Le pronostic des LSRP dépend fortement du degré de différentiation et de la qualité d'exérèse, il est marqué par une tendance à la récidive et une évolution rapidement mortelle [11]. Les récidives sont de plus en plus précoces, elles surviennent dans les 2 à 5 ans suivant l'exérèse, mais certains auteurs rapportent un intervalle libre de 20 à 30 ans [5]. Le taux de survie à 5 ans est supérieur à 75% pour les types histologiques bien différenciés et myxoides, approximativement, la moitié des cas développent des récidives locales et très rarement des métastases à distance.
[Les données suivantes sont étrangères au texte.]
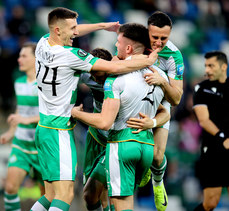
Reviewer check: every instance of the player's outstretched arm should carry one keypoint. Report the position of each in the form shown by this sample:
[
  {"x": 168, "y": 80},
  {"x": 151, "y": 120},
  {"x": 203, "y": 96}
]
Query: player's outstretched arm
[
  {"x": 103, "y": 120},
  {"x": 88, "y": 28},
  {"x": 145, "y": 122},
  {"x": 125, "y": 66},
  {"x": 173, "y": 89}
]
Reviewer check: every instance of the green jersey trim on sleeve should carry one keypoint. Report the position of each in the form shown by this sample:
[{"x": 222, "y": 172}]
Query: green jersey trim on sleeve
[
  {"x": 126, "y": 134},
  {"x": 175, "y": 56},
  {"x": 108, "y": 90},
  {"x": 56, "y": 122}
]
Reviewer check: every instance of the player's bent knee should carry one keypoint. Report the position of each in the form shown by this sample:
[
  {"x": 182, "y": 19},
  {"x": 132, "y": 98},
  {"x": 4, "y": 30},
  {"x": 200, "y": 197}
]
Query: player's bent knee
[
  {"x": 11, "y": 188},
  {"x": 211, "y": 204}
]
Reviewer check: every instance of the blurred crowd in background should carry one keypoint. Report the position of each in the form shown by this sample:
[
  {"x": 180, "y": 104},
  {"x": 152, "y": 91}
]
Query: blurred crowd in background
[{"x": 199, "y": 26}]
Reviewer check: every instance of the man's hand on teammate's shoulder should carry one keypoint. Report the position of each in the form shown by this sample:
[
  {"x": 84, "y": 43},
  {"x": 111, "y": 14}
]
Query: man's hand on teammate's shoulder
[
  {"x": 226, "y": 143},
  {"x": 143, "y": 123},
  {"x": 75, "y": 109},
  {"x": 154, "y": 78},
  {"x": 111, "y": 26}
]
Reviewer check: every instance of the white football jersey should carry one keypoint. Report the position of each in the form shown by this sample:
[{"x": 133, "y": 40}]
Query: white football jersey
[
  {"x": 57, "y": 70},
  {"x": 135, "y": 95}
]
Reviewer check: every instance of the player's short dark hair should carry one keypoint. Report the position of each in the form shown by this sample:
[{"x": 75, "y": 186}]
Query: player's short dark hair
[
  {"x": 220, "y": 56},
  {"x": 61, "y": 13},
  {"x": 160, "y": 19},
  {"x": 136, "y": 32},
  {"x": 31, "y": 45},
  {"x": 102, "y": 53}
]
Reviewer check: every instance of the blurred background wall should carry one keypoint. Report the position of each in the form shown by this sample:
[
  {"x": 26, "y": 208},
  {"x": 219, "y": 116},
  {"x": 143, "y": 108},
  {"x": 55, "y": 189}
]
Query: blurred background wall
[{"x": 198, "y": 26}]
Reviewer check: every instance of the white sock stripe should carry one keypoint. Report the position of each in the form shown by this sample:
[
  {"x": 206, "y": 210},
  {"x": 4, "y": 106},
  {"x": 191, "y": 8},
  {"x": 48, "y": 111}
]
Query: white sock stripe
[
  {"x": 65, "y": 155},
  {"x": 38, "y": 207},
  {"x": 17, "y": 199},
  {"x": 115, "y": 180},
  {"x": 55, "y": 209}
]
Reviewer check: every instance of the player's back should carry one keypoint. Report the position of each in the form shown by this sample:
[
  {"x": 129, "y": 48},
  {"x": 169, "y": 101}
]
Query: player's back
[
  {"x": 57, "y": 70},
  {"x": 135, "y": 96}
]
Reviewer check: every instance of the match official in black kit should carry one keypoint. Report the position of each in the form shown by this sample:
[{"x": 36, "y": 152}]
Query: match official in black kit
[{"x": 211, "y": 106}]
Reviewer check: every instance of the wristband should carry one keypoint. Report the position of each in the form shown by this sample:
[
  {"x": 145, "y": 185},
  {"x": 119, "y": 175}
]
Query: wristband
[
  {"x": 220, "y": 136},
  {"x": 154, "y": 123}
]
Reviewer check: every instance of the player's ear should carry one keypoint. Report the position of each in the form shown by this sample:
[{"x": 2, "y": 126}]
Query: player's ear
[
  {"x": 129, "y": 49},
  {"x": 224, "y": 67},
  {"x": 57, "y": 30}
]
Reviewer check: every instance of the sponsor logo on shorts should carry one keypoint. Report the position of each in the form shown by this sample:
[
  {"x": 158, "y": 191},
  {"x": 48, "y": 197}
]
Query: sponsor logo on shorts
[
  {"x": 180, "y": 69},
  {"x": 13, "y": 159},
  {"x": 82, "y": 53},
  {"x": 107, "y": 86}
]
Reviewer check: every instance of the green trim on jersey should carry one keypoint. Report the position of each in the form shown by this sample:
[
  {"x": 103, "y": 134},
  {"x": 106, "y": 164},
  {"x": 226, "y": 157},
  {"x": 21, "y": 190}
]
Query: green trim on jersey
[
  {"x": 27, "y": 100},
  {"x": 74, "y": 97},
  {"x": 145, "y": 136},
  {"x": 46, "y": 35},
  {"x": 22, "y": 79},
  {"x": 172, "y": 52},
  {"x": 108, "y": 93},
  {"x": 102, "y": 140},
  {"x": 56, "y": 122},
  {"x": 27, "y": 145},
  {"x": 81, "y": 54},
  {"x": 32, "y": 125}
]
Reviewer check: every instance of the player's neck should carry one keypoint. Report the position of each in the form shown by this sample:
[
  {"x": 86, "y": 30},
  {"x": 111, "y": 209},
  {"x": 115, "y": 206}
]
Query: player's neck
[
  {"x": 53, "y": 41},
  {"x": 31, "y": 75}
]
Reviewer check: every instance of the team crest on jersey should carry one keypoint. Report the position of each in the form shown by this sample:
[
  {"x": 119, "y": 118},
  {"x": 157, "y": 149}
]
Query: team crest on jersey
[
  {"x": 157, "y": 63},
  {"x": 13, "y": 158},
  {"x": 107, "y": 86},
  {"x": 82, "y": 53},
  {"x": 180, "y": 69}
]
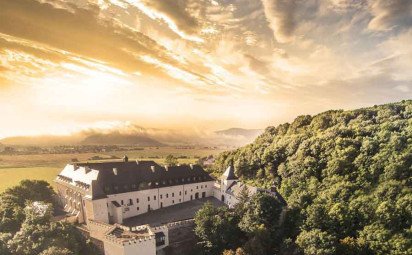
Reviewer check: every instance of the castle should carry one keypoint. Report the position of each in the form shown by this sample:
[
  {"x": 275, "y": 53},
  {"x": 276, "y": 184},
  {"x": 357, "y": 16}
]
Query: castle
[{"x": 115, "y": 201}]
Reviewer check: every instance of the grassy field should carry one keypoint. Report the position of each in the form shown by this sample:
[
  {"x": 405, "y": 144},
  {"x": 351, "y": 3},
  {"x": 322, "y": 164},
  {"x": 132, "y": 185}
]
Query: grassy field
[{"x": 14, "y": 168}]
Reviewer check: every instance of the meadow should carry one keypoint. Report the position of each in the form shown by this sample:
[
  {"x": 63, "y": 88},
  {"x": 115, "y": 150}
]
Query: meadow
[{"x": 14, "y": 168}]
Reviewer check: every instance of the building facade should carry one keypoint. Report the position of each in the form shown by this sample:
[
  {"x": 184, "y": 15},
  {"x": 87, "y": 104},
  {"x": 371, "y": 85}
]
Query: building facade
[{"x": 103, "y": 195}]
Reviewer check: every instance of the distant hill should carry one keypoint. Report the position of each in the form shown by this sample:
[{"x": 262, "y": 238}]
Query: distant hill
[
  {"x": 247, "y": 133},
  {"x": 43, "y": 140},
  {"x": 121, "y": 139},
  {"x": 144, "y": 137},
  {"x": 346, "y": 176}
]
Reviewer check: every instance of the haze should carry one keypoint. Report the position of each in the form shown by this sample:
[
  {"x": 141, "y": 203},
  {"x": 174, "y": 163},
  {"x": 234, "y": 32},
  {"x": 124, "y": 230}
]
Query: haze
[{"x": 67, "y": 66}]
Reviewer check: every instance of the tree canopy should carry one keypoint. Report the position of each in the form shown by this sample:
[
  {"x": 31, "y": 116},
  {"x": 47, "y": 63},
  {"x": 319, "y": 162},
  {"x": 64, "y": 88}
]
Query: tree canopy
[
  {"x": 32, "y": 231},
  {"x": 346, "y": 176}
]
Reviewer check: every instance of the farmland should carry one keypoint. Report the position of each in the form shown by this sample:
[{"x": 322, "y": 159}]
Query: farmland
[{"x": 14, "y": 168}]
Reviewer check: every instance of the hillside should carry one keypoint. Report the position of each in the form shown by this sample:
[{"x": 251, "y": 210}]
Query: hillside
[
  {"x": 247, "y": 133},
  {"x": 346, "y": 176},
  {"x": 120, "y": 139}
]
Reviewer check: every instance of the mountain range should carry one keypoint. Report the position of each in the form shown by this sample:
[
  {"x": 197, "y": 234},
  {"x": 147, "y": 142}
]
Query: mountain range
[{"x": 138, "y": 136}]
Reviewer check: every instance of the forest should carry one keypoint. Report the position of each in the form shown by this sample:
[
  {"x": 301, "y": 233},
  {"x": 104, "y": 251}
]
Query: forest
[
  {"x": 346, "y": 176},
  {"x": 27, "y": 226}
]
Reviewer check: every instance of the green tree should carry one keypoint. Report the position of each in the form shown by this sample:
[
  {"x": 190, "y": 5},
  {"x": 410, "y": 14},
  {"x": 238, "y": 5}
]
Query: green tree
[
  {"x": 56, "y": 251},
  {"x": 217, "y": 229},
  {"x": 13, "y": 202},
  {"x": 316, "y": 242}
]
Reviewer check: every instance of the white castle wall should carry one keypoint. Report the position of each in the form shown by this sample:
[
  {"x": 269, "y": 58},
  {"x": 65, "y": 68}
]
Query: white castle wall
[{"x": 156, "y": 198}]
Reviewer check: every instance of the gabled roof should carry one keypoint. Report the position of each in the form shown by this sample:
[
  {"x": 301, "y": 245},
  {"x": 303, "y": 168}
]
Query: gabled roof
[
  {"x": 126, "y": 176},
  {"x": 229, "y": 174}
]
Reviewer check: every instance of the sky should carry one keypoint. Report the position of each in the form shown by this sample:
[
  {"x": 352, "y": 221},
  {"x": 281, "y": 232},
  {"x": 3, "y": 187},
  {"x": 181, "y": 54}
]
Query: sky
[{"x": 196, "y": 64}]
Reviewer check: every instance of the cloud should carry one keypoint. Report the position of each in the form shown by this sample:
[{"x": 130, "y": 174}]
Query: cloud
[
  {"x": 79, "y": 31},
  {"x": 281, "y": 15},
  {"x": 390, "y": 14},
  {"x": 186, "y": 18}
]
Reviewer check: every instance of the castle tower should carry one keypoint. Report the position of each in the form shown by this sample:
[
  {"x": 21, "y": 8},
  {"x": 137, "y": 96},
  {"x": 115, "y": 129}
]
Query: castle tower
[{"x": 228, "y": 177}]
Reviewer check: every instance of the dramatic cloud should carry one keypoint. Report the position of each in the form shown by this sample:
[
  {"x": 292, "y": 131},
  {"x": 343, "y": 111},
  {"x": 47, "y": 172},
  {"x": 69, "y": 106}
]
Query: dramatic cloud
[
  {"x": 203, "y": 64},
  {"x": 281, "y": 15},
  {"x": 390, "y": 14}
]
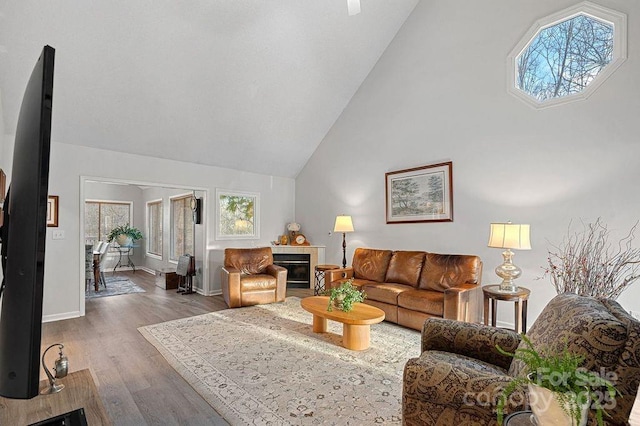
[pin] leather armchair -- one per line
(459, 375)
(249, 277)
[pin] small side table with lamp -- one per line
(508, 236)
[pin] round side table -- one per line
(493, 293)
(318, 287)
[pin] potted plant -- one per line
(344, 296)
(587, 263)
(124, 235)
(558, 387)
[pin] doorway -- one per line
(141, 196)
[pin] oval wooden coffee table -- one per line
(355, 324)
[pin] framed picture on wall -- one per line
(52, 211)
(237, 215)
(420, 194)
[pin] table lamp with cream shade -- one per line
(509, 236)
(343, 224)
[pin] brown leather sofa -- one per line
(460, 373)
(249, 277)
(411, 286)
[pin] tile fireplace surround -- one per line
(316, 256)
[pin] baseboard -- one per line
(62, 316)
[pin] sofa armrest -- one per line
(461, 302)
(332, 275)
(231, 287)
(280, 274)
(473, 340)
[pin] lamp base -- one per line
(508, 287)
(508, 272)
(53, 388)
D'une autre part, le taux de survie à 5 ans ne dépasse pas les 20% pour les liposarcomes à cellules rondes, pléomorphes et indifférenciées [14].

Conclusion

Bien que très rare, le liposarcome rétro péritonéal demeure l'un des sarcomes mésenchymateux les plus fréquents. Le diagnostic est souvent tardif en raison du polymorphisme clinique et l'évolution à bas bruit de la tumeur. L'orientation diagnostique repose principalement sur l'imagerie surtout l'IRM. La chirurgie est le traitement de choix. L'évolution est marquée par le risque de récidives locales. Le pronostic est fâcheux, mais il peut être amélioré par la précocité du diagnostic et l'exérèse chirurgicale complète.